This page explores various official editions of the LOTR film soundtracks, including regular, enhanced and internet versions, and complete recordings.
Link to these other pages for:
- Music Inspired by The Lord of the Rings. This page explores music inspired by the LOTR books and the films, other than compositions by Howard Shore.
- LOTR Symphony and Songbooks. Compilation of musical themes from the LOTR trilogy.
- Soundtrack + Film Live Performances. As of 2010, a live symphony orchestra has performed the trilogy at Royal Albert Hall (UK) and Radio City Music Hall (US).

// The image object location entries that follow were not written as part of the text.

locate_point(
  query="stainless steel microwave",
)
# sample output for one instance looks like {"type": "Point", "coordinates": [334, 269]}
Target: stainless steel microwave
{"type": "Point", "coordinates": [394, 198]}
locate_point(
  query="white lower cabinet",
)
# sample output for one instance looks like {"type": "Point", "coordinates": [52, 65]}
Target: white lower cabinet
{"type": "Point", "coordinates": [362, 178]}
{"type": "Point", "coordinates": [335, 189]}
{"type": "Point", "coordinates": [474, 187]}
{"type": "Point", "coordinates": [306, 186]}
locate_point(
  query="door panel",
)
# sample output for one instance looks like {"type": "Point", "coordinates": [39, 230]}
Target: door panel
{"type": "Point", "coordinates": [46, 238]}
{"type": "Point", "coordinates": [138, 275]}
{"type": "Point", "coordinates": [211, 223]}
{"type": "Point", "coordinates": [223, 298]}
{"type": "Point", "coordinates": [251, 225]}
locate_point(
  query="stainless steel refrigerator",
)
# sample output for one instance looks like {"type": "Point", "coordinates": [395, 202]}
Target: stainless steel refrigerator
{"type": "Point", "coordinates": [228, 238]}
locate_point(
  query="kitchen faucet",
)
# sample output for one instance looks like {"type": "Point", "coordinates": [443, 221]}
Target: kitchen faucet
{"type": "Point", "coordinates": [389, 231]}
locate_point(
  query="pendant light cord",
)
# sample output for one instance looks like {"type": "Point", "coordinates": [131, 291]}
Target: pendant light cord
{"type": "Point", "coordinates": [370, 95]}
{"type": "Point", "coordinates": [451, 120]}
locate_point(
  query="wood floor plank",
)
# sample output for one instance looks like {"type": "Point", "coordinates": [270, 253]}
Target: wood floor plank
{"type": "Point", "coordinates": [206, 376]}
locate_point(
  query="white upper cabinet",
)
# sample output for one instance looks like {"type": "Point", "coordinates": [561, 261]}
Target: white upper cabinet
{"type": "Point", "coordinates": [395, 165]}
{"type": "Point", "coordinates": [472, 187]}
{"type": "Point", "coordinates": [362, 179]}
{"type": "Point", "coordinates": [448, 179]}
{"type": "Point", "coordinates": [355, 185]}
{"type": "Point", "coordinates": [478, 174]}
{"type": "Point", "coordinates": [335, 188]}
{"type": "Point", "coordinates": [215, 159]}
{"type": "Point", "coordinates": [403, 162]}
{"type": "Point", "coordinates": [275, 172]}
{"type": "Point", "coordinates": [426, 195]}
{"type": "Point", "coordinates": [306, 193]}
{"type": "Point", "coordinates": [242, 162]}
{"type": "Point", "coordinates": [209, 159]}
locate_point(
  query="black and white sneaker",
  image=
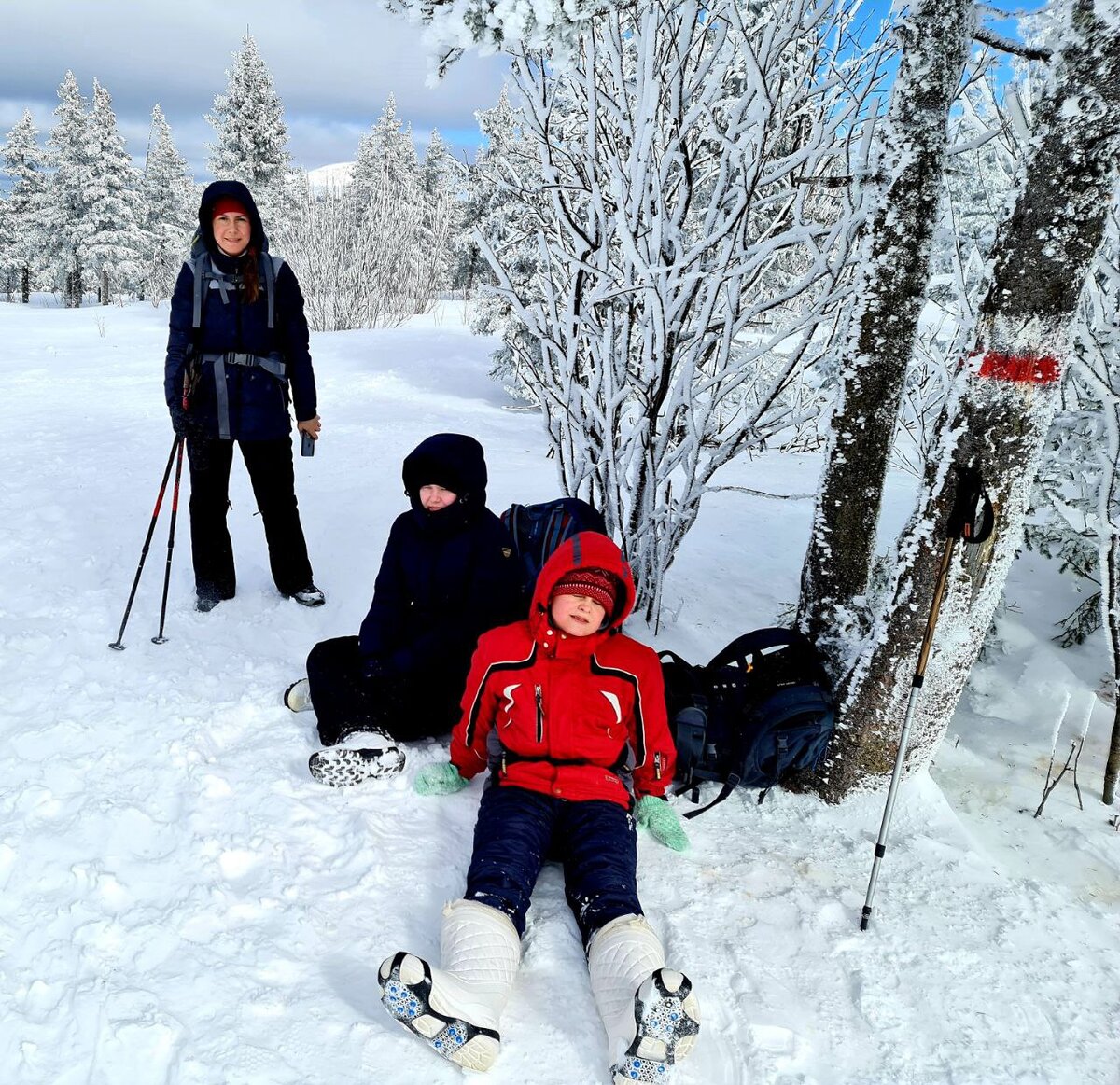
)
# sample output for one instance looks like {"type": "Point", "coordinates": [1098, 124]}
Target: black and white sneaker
{"type": "Point", "coordinates": [309, 597]}
{"type": "Point", "coordinates": [667, 1018]}
{"type": "Point", "coordinates": [298, 695]}
{"type": "Point", "coordinates": [367, 755]}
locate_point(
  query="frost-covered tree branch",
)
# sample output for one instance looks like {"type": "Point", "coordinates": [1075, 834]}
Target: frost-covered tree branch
{"type": "Point", "coordinates": [1001, 409]}
{"type": "Point", "coordinates": [675, 273]}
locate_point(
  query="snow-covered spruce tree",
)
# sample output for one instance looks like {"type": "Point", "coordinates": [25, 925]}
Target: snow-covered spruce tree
{"type": "Point", "coordinates": [386, 188]}
{"type": "Point", "coordinates": [116, 242]}
{"type": "Point", "coordinates": [251, 144]}
{"type": "Point", "coordinates": [169, 200]}
{"type": "Point", "coordinates": [23, 162]}
{"type": "Point", "coordinates": [499, 214]}
{"type": "Point", "coordinates": [66, 225]}
{"type": "Point", "coordinates": [692, 246]}
{"type": "Point", "coordinates": [441, 179]}
{"type": "Point", "coordinates": [1078, 496]}
{"type": "Point", "coordinates": [359, 264]}
{"type": "Point", "coordinates": [935, 37]}
{"type": "Point", "coordinates": [1000, 412]}
{"type": "Point", "coordinates": [386, 156]}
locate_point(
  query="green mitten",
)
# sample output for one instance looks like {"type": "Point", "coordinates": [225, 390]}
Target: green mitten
{"type": "Point", "coordinates": [662, 821]}
{"type": "Point", "coordinates": [441, 778]}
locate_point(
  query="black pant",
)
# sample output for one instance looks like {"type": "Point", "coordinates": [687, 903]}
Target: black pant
{"type": "Point", "coordinates": [273, 477]}
{"type": "Point", "coordinates": [404, 706]}
{"type": "Point", "coordinates": [595, 840]}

The first film I ever remember seeing at the local Roxy Theatre was a musical; I was at most only four years old. During my childhood, I listened repeatedly to sets of recordings of broadway musicals, operas, and operettas – as well as just about every other genre of music. By age 9, I already thought occasionally about how cool it would be to create a musical or an opera … a goal I achieved before age 30 by scripting, composing, and writing lyrics for a one-act musical comedy.
I didn’t really understand until years later why I’d been so drawn to these kinds of musical stories. I think they appealed to me because they are holistic. They immerse you in a distinct reality of place and time, of costume and staging, where thoughts and feelings are freely sung, not merely said. Operas and musicals heighten the emotion of a situation and guide us as audience members into what the composer wants us to feel about a character or situation.
I contend that The Lord of the Rings trilogy would be a far different and much diminished experience without the brilliant soundtrack composed by Howard Shore. Would our sense of camaraderie and community in the Shire be the same without the Springlering dance and the pub songs of Merry and Pippin? Would we have less apprehension about Gollum’s duplicity or a foreboding sense about Shelob’s lair? Would we have the same level of joy at King Aragorn’s kiss of Arwen Evenstar at the coronation?
If you aren’t sure how music affects a scene, try this experiment. Pull out your special features DVD from The Two Towers THEATRICAL version (not Extended version). On the first page of the menu is a link to “Return to Middle-earth: WB Special.” Near the end of this presentation – approximately 40:00 into it – you’ll find a first look at the scene of the fight between the Rohirrim and the Warg riders of Saruman on the way to Helm’s Deep. The thing is, this two-minute clip happens to have all the sound effects added in, but no soundtrack yet. It’s a rare opportunity to be able to compare and contrast two relatively finished versions of the same scene – one with soundtrack and one without.
So – watch this clip, then immediately get your DVD of The Two Towers and watch the final version with the soundtrack:
TTT Theatrical Edition – Disc 1 – Chapter 26 “The Wolves of Isengard” – about 1:25:50 into the disc.
TTT Extended Edition – Disc 2 – Chapter 34 “The Wolves of Isengard” – about 8:30 into the disc.
You may want to watch each version several times, perhaps noting with the music-enhanced version where the emotional tone changes, or follow the movie past where the preview clip ends and note when the soundtrack drops out for emotional effect.